How can you take a holiday when you are already on holidays? ................ but we're doing it. We leave today for almost 4 weeks of cruising the Caribbean so this will be our last post until December 17th. We are back in port Nov 27th and again Dec 4th so will see if we are able to use our Verizon card and connect on those dates. If we can, we will post, if not, then for sure on Dec 17th. See you shortly Bonnie and Winston.

 Thanks so much for dropping by.  We look forward to your input when we get back.

Safe travels.

Friday, 18 November 2011


I C W stands for Inter  Coastal  Waterway and that's where we met Julie, Greg, Madelin and Jessica. It wasn't the best weather to get together but it was the only day we could arrange it. With rain clouds heavy overhead  we drove north to Vero Beach in Florida for our planned rendezvous.

Their boat is called Cee Jem and is tucked behind the two masted schooner in the middle of the picture. Both boats are sharing the same mooring ball in Vero Beach Marina.

Off to the beach, a short hike from the marina.

Waves, wind, and happy girls dancing along the sea shore.

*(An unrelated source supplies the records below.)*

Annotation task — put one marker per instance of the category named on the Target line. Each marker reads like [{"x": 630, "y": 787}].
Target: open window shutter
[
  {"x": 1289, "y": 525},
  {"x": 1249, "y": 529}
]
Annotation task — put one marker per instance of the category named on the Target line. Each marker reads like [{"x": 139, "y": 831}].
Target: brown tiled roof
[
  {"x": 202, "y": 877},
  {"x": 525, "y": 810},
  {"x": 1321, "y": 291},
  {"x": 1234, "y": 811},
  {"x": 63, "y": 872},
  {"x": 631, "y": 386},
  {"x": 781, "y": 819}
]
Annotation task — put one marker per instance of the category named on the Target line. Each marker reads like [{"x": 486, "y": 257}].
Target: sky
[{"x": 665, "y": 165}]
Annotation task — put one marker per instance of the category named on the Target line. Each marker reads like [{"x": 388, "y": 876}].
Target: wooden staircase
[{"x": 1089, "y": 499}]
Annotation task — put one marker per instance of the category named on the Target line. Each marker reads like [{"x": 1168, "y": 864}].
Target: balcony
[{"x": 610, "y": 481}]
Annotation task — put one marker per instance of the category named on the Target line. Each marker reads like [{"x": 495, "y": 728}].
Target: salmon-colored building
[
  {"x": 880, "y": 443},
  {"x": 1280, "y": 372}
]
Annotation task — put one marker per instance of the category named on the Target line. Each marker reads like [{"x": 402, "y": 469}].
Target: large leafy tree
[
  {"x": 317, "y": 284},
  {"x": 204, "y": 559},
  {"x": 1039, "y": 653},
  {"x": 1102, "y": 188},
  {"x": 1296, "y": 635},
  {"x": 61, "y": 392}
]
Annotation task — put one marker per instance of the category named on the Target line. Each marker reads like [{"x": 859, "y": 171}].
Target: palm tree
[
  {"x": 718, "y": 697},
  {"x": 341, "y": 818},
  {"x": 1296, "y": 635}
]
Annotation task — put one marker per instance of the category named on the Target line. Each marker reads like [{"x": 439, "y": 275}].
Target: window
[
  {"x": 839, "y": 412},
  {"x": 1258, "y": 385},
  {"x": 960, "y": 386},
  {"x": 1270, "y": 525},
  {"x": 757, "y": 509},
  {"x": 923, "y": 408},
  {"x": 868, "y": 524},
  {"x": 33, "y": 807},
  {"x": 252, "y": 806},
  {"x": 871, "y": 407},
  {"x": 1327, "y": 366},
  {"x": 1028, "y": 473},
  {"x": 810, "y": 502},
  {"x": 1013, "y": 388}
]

Jessica and Madelin are having a truly unique year exploring the eastern shore of North America and then the Bahamas Islands.

I love Julie's expression. Not sure what she was thinking but she looks like she just swallowed the prize.

Greg was a wealth of knowledge, explaining  to the girls what the creatures were they found along the sea shore.

Can you tell Aunt Mary loves children? She can't wait to be a grandma.

Another creature another learning experience, what a classroom these girls are in this year. Every child should be so fortunate to have such wonderful learning experiences. Greg and Julie are doing a fine job of "home schooling" the girls this year.

We're not lost ..................... just let me check my I-pod. OK, lets go west .........

Glad we didn't have to swim out to Cee Jem. Greg was the gracious taxi driver making sure we didn't fall overboard.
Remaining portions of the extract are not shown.